Hij lijkt van het type ruwe bolster blanke pit. Met zijn kort geknipte haar kan hij zo langs Theo Maassen gaan staan maar qua hobby hebben die twee weinig overeenkomsten. Toen hij ooit zijn vader bezig zag met het kweken van cultuurvogels wist hij dat dit een super hobby was. ‘Je kunt je er helemaal in kwijt,’ zegt hij jaren later nog steeds. Zijn vader had een aantal vogels die er leuk uit zagen, Wilco legde de lat voor zichzelf hoger en ging deelnemen aan kampioenschappen. Via zijn partner kwam hij in Reusel terecht, bij de keuze van zijn woning keek hij wel of er een volière gebouwd kon worden.
Thuis heeft hij op een beschutte en veilige plek diverse kooitjes met kleine vogeltjes.

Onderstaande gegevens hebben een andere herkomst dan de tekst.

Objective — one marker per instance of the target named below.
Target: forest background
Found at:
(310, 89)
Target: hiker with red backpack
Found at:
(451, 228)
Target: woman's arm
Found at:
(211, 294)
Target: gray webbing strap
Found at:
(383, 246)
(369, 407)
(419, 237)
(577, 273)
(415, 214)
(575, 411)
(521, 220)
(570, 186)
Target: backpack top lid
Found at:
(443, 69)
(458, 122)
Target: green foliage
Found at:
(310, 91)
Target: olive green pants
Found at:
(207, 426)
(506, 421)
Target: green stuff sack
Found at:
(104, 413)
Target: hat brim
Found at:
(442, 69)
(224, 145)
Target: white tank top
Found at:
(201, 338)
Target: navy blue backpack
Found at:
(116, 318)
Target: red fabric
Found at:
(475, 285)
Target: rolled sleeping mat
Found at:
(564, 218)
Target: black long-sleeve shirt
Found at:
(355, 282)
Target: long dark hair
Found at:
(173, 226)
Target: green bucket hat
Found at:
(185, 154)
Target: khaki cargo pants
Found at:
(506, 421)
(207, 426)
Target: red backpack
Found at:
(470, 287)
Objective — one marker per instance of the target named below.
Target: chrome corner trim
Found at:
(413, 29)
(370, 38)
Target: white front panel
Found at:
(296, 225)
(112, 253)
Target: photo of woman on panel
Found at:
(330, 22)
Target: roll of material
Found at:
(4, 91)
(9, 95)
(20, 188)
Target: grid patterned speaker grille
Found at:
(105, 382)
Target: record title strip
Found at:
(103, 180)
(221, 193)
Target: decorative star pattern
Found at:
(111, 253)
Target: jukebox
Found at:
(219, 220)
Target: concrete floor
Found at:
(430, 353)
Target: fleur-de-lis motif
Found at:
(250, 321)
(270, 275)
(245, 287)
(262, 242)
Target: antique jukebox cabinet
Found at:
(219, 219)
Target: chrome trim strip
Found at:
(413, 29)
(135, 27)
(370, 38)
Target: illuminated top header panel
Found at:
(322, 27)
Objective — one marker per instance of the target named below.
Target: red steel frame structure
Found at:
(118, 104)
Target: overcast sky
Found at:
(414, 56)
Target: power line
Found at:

De beweeglijke beestjes lijken er zich prima thuis te voelen.
‘Daar zit ook wel een beetje het geheim,’ verklapt Wilco. Als zo’n beestje bij een keurmeester is moet hij niet zenuwachtig alle kanten op gaan. Door met het diertje bezig te zijn leer je hem rustig te blijven als hij in de hand is. Daarbij komt het natuurlijk op details aan want geloof me, er zit weinig verschil tussen de eersten.’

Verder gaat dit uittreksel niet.